If all the transactions are in one year, then it all comes out in the wash.



> And what if I ended up with a loss due to a superficial loss and didn't buy that same security again?


In that case, it's *not a superficial loss*. If you buy something sell it at a loss, and buy it again (within 30 days), that's a superficial loss. If you sell then buy back right away you still own it. If you try to be sneaky and buy twice as much as you want to hold, then turn around and sell half so you end up with the amount you want to own forever, you're still not really taking the loss on what you owned all along by disposing of it. Remember the point of a superficial loss is so that you can't claim losses without actually having taken the loss and disposing of the stock. So if you go 30 days without owning it, you have then realized the loss and it's not superficial anymore.


----------



## 50invester (Feb 10, 2010)

*Superficial Loss*



Potato said:


> So say you bought on Dec 1, sold on Dec 2 for a profit -- there's no superficial profit rule, so you claim that on your taxes for that year. Then you buy on Dec 3 again, and sell on Dec 4 at a loss. If you then went 30 days without buying back, the loss wouldn't be superficial, and you'd be taxed on the net capital gain. But if you did buy back on Dec 5 and held into the new year, then you couldn't claim the Dec 4 loss that year: it would adjust your ACB for when you eventually sold in the next tax year, like you have in your 2nd spreadsheet. If it was ultimately a loss and you stayed out for 30 days, you'd claim the loss against other gains (either in other stocks, or in other years).
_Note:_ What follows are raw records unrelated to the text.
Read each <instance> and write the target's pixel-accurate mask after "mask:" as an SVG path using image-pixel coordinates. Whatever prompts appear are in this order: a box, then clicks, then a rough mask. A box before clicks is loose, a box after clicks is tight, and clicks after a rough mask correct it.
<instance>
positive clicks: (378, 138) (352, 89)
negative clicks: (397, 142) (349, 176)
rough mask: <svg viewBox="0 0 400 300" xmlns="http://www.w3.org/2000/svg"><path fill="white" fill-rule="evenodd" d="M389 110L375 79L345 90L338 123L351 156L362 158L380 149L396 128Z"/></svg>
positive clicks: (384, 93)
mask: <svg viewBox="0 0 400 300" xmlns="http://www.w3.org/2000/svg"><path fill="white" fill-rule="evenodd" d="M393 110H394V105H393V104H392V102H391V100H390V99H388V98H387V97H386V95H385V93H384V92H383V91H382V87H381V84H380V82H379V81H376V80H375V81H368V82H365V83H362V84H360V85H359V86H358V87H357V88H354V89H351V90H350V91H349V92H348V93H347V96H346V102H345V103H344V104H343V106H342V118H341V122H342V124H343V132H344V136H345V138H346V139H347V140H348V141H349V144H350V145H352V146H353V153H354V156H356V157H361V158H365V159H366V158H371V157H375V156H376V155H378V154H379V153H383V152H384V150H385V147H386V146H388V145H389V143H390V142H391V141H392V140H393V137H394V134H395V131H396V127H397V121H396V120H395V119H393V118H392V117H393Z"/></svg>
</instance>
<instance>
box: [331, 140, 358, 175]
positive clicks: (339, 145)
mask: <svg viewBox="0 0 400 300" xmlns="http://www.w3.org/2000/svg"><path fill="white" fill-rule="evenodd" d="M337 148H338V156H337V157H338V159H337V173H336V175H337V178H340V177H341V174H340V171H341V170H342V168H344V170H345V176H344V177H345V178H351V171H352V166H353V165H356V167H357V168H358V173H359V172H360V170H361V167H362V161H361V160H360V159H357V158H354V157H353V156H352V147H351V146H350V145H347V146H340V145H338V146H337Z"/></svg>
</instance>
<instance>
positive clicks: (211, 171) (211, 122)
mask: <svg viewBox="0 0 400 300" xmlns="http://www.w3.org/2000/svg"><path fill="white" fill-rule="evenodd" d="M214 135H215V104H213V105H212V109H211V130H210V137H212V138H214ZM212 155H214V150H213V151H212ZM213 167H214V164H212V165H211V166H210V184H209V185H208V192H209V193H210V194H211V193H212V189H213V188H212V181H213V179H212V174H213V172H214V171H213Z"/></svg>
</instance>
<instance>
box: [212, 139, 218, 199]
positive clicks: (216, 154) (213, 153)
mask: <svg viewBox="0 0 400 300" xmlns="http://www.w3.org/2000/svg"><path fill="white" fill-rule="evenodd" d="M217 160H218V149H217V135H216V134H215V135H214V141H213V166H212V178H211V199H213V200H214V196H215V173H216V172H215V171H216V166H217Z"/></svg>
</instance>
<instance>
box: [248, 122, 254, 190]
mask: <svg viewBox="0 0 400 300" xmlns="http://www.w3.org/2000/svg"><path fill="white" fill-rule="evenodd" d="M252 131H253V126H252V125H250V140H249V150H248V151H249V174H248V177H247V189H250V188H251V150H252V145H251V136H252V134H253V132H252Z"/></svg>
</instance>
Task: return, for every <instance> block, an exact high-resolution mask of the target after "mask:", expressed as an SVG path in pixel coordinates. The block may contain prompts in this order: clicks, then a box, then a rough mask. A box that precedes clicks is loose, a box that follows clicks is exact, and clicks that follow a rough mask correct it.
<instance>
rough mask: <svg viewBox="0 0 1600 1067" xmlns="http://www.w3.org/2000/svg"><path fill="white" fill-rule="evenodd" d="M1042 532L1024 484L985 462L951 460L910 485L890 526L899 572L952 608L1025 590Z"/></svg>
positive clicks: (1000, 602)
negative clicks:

Pardon my confusion, but my understanding of the rule was that not only did you have to wait for 30 days after the sale to buy back, you had to actually own it for a period of 30 days prior to selling??


----------



## 50invester (Feb 10, 2010)

*Superficial Loss*

On this topic, and by the way, I have read alot on the web on this and I am not getting any real good answers on this. So, an additional question is, if I own the same stock in a REGISTERED account and Non-registered account at the same time, do I have to follow the rules as if it was one account or a superficial loss will apply? Also, if I follow the rules in my non-registered account a sell to get a capitiol loss, can I continue to hold the same stock in my REGISTERED? I understand the whole thing about the 60 day window and the fact that if its a superficial loss, you just add it to the ACB of that stock. My understanding is that your just deferring the loss (superficial) to use against the gain in the same stock in the future. Where as a 'Capitol Loss' you can use right away to reduce the gain seen in other stocks that you may hold. Correct? 

Its the REGISTERED account issue that is confusing? Any comments?
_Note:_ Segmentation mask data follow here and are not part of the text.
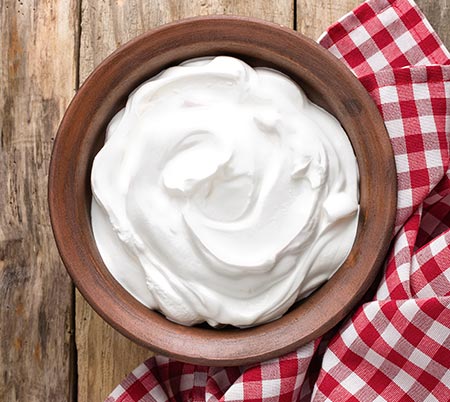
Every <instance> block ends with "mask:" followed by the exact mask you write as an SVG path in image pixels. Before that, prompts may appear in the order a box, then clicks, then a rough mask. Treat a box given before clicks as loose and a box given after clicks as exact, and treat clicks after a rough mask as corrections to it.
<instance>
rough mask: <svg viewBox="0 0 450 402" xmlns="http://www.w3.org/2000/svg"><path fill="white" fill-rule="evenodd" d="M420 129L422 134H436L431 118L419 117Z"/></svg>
mask: <svg viewBox="0 0 450 402" xmlns="http://www.w3.org/2000/svg"><path fill="white" fill-rule="evenodd" d="M419 123H420V129H421V131H422V133H424V134H426V133H436V132H437V128H436V121H435V120H434V117H433V116H419Z"/></svg>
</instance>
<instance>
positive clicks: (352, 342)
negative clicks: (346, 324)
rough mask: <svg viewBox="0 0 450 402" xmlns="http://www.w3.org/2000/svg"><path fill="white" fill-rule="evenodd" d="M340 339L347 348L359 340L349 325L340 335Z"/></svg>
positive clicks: (357, 337) (357, 336) (355, 333)
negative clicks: (347, 347) (354, 342)
mask: <svg viewBox="0 0 450 402" xmlns="http://www.w3.org/2000/svg"><path fill="white" fill-rule="evenodd" d="M342 339H343V341H344V342H345V344H346V345H347V346H351V345H352V344H353V342H355V341H356V340H357V339H359V335H358V333H357V332H356V329H355V327H354V326H353V325H349V326H348V327H347V328H346V329H345V331H344V332H343V333H342Z"/></svg>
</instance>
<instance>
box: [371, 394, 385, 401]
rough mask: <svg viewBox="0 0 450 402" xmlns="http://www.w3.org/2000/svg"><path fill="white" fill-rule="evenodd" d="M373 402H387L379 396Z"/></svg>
mask: <svg viewBox="0 0 450 402" xmlns="http://www.w3.org/2000/svg"><path fill="white" fill-rule="evenodd" d="M373 402H387V401H386V399H384V398H383V397H382V396H381V395H378V396H377V397H376V398H375V399H374V400H373Z"/></svg>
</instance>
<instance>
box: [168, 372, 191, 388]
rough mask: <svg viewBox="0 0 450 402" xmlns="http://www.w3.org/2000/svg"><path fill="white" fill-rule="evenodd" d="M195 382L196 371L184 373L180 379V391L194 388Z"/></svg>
mask: <svg viewBox="0 0 450 402" xmlns="http://www.w3.org/2000/svg"><path fill="white" fill-rule="evenodd" d="M193 384H194V373H191V374H183V375H182V376H181V379H180V391H186V390H188V389H190V388H192V385H193ZM169 388H170V387H169Z"/></svg>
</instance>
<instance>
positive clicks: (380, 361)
mask: <svg viewBox="0 0 450 402" xmlns="http://www.w3.org/2000/svg"><path fill="white" fill-rule="evenodd" d="M363 357H364V360H366V361H367V362H369V363H370V364H372V365H373V366H374V367H376V368H378V369H379V368H380V367H381V366H382V365H383V363H385V362H386V360H385V359H384V357H383V356H380V355H379V354H378V353H377V352H375V351H374V350H373V349H368V350H367V353H366V354H365V355H364V356H363Z"/></svg>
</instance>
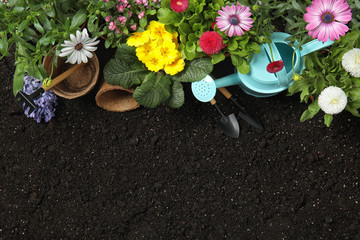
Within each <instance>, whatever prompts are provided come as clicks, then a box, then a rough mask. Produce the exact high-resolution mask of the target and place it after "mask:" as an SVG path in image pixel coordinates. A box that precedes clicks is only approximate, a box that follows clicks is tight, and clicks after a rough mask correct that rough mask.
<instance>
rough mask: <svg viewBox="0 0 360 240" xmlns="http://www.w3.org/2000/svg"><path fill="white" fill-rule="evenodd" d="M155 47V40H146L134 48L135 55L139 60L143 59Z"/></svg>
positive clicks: (156, 46) (155, 44)
mask: <svg viewBox="0 0 360 240" xmlns="http://www.w3.org/2000/svg"><path fill="white" fill-rule="evenodd" d="M156 47H157V44H156V42H155V41H148V42H147V43H145V44H144V45H142V46H139V47H137V48H136V56H137V57H138V59H139V60H140V61H144V60H145V59H146V58H147V57H148V56H149V54H150V52H151V51H153V50H154V49H155V48H156Z"/></svg>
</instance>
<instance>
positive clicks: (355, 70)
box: [342, 48, 360, 77]
mask: <svg viewBox="0 0 360 240" xmlns="http://www.w3.org/2000/svg"><path fill="white" fill-rule="evenodd" d="M342 65H343V67H344V68H345V70H346V71H347V72H349V73H350V74H351V75H352V76H353V77H360V49H359V48H353V49H351V50H349V51H347V52H346V53H345V54H344V56H343V58H342Z"/></svg>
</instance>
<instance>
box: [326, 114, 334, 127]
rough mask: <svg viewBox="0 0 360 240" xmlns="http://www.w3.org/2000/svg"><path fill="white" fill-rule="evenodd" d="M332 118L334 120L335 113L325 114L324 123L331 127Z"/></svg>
mask: <svg viewBox="0 0 360 240" xmlns="http://www.w3.org/2000/svg"><path fill="white" fill-rule="evenodd" d="M332 120H333V115H331V114H325V115H324V123H325V125H326V126H327V127H330V125H331V122H332Z"/></svg>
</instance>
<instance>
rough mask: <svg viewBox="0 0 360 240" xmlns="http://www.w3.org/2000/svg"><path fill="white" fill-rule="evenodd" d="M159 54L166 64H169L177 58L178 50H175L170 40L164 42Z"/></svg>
mask: <svg viewBox="0 0 360 240" xmlns="http://www.w3.org/2000/svg"><path fill="white" fill-rule="evenodd" d="M160 50H161V53H162V55H163V57H164V58H165V62H166V64H170V63H172V62H174V61H175V59H176V58H178V52H179V51H178V50H177V49H176V45H175V43H174V42H173V41H171V40H164V42H163V45H162V46H161V47H160Z"/></svg>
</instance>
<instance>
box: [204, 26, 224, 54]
mask: <svg viewBox="0 0 360 240" xmlns="http://www.w3.org/2000/svg"><path fill="white" fill-rule="evenodd" d="M199 45H200V48H201V50H203V52H204V53H207V54H215V53H218V52H219V51H220V50H221V49H222V48H223V47H224V43H223V39H222V37H221V35H220V33H218V32H214V31H207V32H204V33H203V34H202V35H201V37H200V40H199Z"/></svg>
p.s. I do have an accountant, but I want to fully understand this so I can better manage things in the future and do my own return.


----------



## inquirer (Mar 9, 2012)

*Superficial loss question*

Hello, I have a question related to superficial loss. I have the following example:

1 Feb bought XYZ for 30 000
3 Feb sold XYZ for 20 0000 *therefore a 10 000 loss*
5 Feb bought back XYZ 20 000. Being a superficial loss the ACB = 20 000 + 10 000 = 30 000

10 Feb sold again XYZ 17 000. *therefore a loss of 13 000 as per the ACB*

If no transactions will be done going further on this stock can the 13 000 be declared as capital loss for income tax purposes?


----------



## caricole (Mar 12, 2012)

*@RodDog999

Second part of your table is 100% correct (line 12 till line 20)

That's the way it should be done and no other way

It is also the reason why I never saw a proper software to handle the recording of «CAPITAL TRANSACTIONS» ( anybody did ?)

You sell a stock with capital gain...you record the gain immediatly

You sell a stock with CAPITAL LOSS....you have to wait for 30 days to record the loss, if you buy et back within 30 days, your LOSS is ADDED TO THE NEW COST BASE*


----------